Egyptian priests wore only linen, as flax was thought of a logo of purity. Phoenicians traded Egyptian linen throughout the Mediterranean and the Romans used it for his or her sails. As the Roman Empire declined, so did flax manufacturing. But with laws designed to publicize the hygiene of linen textiles and the health of linseed oil, Charlemagne revived the crop within the eighth century CE. Eventually, Flanders became the major middle of the European linen business within the Middle Ages. Twentieth century, cheap cotton and rising farm wages had brought on manufacturing of flax to turn into concentrated in northern Russia, which came to supply 90% of the world’s output. Since then, flax has lost its significance as a business crop, due to the easy availability of extra durable fibres. Flax is grown for its seeds, which can be floor right into a meal or changed into linseed oil, a product used as a nutritional complement and as an ingredient in lots of wood-finishing products. Flax can be grown as an ornamental plant in gardens.

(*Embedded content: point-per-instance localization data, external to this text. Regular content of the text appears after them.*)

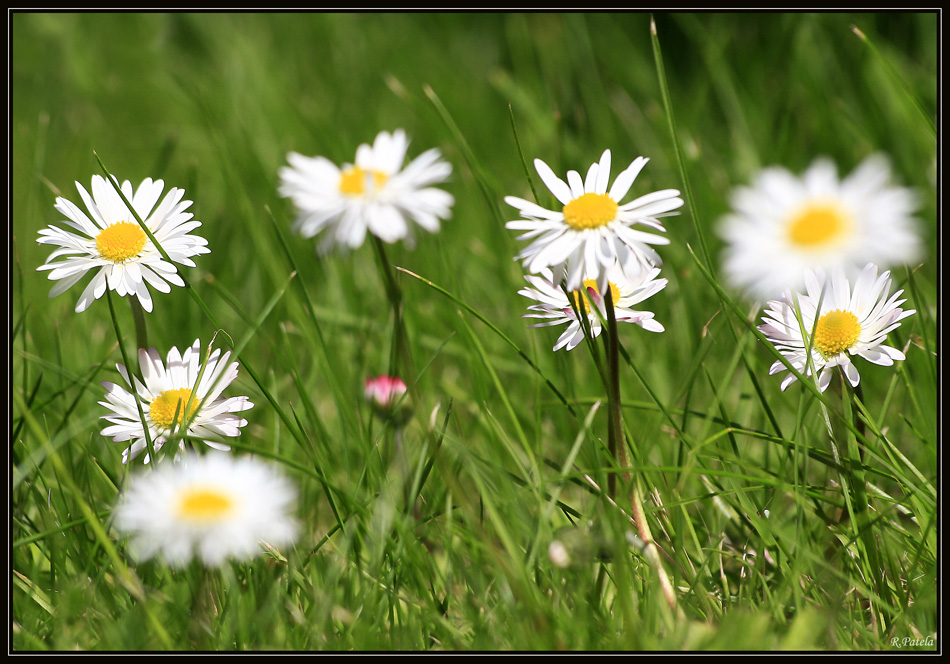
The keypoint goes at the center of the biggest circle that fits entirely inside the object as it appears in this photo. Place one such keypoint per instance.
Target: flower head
(172, 394)
(213, 507)
(111, 243)
(375, 193)
(783, 225)
(592, 230)
(386, 395)
(555, 307)
(836, 324)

Moreover, flax fibers are used to make linen. The particular epithet in its binomial identify, usitatissimum, means “most helpful”. Flax fibers taken from the stem of the plant are two to three times as robust as cotton fibers. Additionally, flax fibers are naturally smooth and straight. Europe and North America each depended on flax for plant-primarily based cloth until the nineteenth century, when cotton overtook flax as the most common plant for making rag-based paper. Flax is grown on the Canadian prairies for linseed oil, which is used as a drying oil in paints and varnishes and in products comparable to linoleum and printing inks. Linseed meal, the by-product of producing linseed oil from flax seeds, is used as livestock fodder. Flax seeds occur in two primary varieties/colors: brown or yellow (golden linseeds). Most varieties of those fundamental varieties have similar nutritional characteristics and equal numbers of brief-chain omega-3 fatty acids. 3s (alpha-linolenic acid (ALA), particularly).

Flax seeds produce a vegetable oil generally known as flax seed oil or linseed oil, which is one of the oldest commercial oils. It is an edible oil obtained by expeller urgent and typically followed by solvent extraction. Solvent-processed flax seed oil has been used for many centuries as a drying oil in painting and varnishing. Although brown flax seed varieties could also be consumed as readily because the yellow ones, and have been for hundreds of years, these varieties are extra generally utilized in paints, for fiber, and for cattle feed. A 100-gram portion of ground flax seed provides about 2,234 kilojoules (534 kilocalories) of meals power, 41 g of fats, 28 g of fiber, and 20 g of protein. Whole flax seeds are chemically stable, however floor flax seed meal, because of oxidation, could go rancid when left uncovered to air at room temperature in as little as a week. Refrigeration and storage in sealed containers will keep ground flax seed meal for an extended interval before it turns rancid.